Ran, sanki kardeşinin aklını okumuş gibi, "Y/n farklı. Ona pislik olmasaydın bilirdin" dedi.
"Onunla tam anlamıyla yeni tanıştın." Rindou ona hatırlattı. "Onun nesi farklı?"
"Masum yüzüyle bir meleğe benziyor. Çok canlandırıcı."Ran dedi. "Ve bugün onu soyulmuş gördüğümüzü unutamayız." diye ekledi, küçük kardeşine sırıtarak."Eh, o hala bir suçlu... ve bu konuda da büyük bir suçlu. Onun içinde bir şeytan var." Rindou uyardı.
"Onun içindeki şeytan olmayı çok isterdim."Ran kardeşinin uyarısını dikkate almadı ve içkisini bitirdi.
İki Haitani senin hâlâ Sanzu tarafından çekilerek salondan çıkışını izlediler. Her ikisinin de çıkarları arttı.Siz ikiniz odadan çıkıp asansörü beklerken bile Sanzu kolunuzu bırakmadı. Asansörü çağırmak için düğmeye bastı ve sen kolunu ondan çektin. Sana pis bir bakış atmak için döndü ama sen sadece başka tarafa baktın.Birkaç dakika sonra asansör geldi ve sen ve Sanzu içeri girdiniz. Yaşadığı katın numarasına bastı.
Asansör kapıları kapanınca Sanzu, o sabah erken saatlerde sorgusuna devam etme fırsatını yakaladı.
"Tanıştığın her erkeğe kendini atar mısın?" diye alay etti.
"Affedersin?" gözlerini kırpıştırıp bakışlarını ona çevirdin. Elbette sana bakıyordu.
"Bana aptal numarası yapma. seni Ran ve Rindou'yla flört ederken gördüm."
Neden başka biriyle kalmak zorunda olamadım? Sen onun dairesine adımını bile atmamıştın ve adam çoktan seni azarlıyordu.bunun sana ulaşmasına izin vermemeye çalıştın ama sanzu bunu zorlaştırıyordu.
"Ran ve sadece konuşuyorduk. Rindou beni görmezden geliyordu." ona açıkça söyledin.
"Bu kadar olacağını düşünmemiştim
fahişe." diye tükürdü Sanzu.Öfkenin bağırsaklarında alevlendiğini hissettin. Kendine onun sadece senden bir tepki istediğini hatırlattın. Ayrıca benim küçük midilli karakterimin kostümünü yapıyormuş gibi görünen rastgele bir adamın onayına da ihtiyacınız yoktu.
"Ben yokken Mikey'le aranızda ne oldu?" diye sordu.
Ne oldu?
Mikey ile paylaştığınız samimi anı hatırladıkça yanaklarınız yandı. umarım sanzu için çok fazla fark edilmemiştir.
"Neden bahsediyorsun?" Sen sordun.
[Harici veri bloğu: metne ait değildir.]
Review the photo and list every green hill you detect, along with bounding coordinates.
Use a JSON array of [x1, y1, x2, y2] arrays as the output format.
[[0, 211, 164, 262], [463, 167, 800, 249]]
Açıkça yalan söylesen bunun kesinlikle ikna edici olmayacağını biliyordun.
"Siz ikiniz uzun süre yalnızdınız.
ona ne yaptın?"İçini çektin ve tekrar önünüze bakmak için döndünüz. Adam acımasızdı.
Aniden göğsünde sert bir baskı hissettin, sırtın asansörün arkasına çarparak rüzgarı dışarı attın. Sanzu ellerini başının iki yanına vurdu.
"Seninle konuştuğumda lanet soruma cevap ver." diye homurdandı Sanzu. Senin göz hizana gelmek için başını aşağı eğdi. "Şimdi,ne oldu?"
"H-hiçbir şey." Ona, nefesini düzene sokmaya çalışırken nefesinin kesildiğini söyledin.
Sen şunu eklerken o sana bakmaya devam etti: "Madem bana inanmıyorsan, neden ona sormuyorsun?"
"Yaptım. ikinizin bir ilişki yaşadığını söyledi.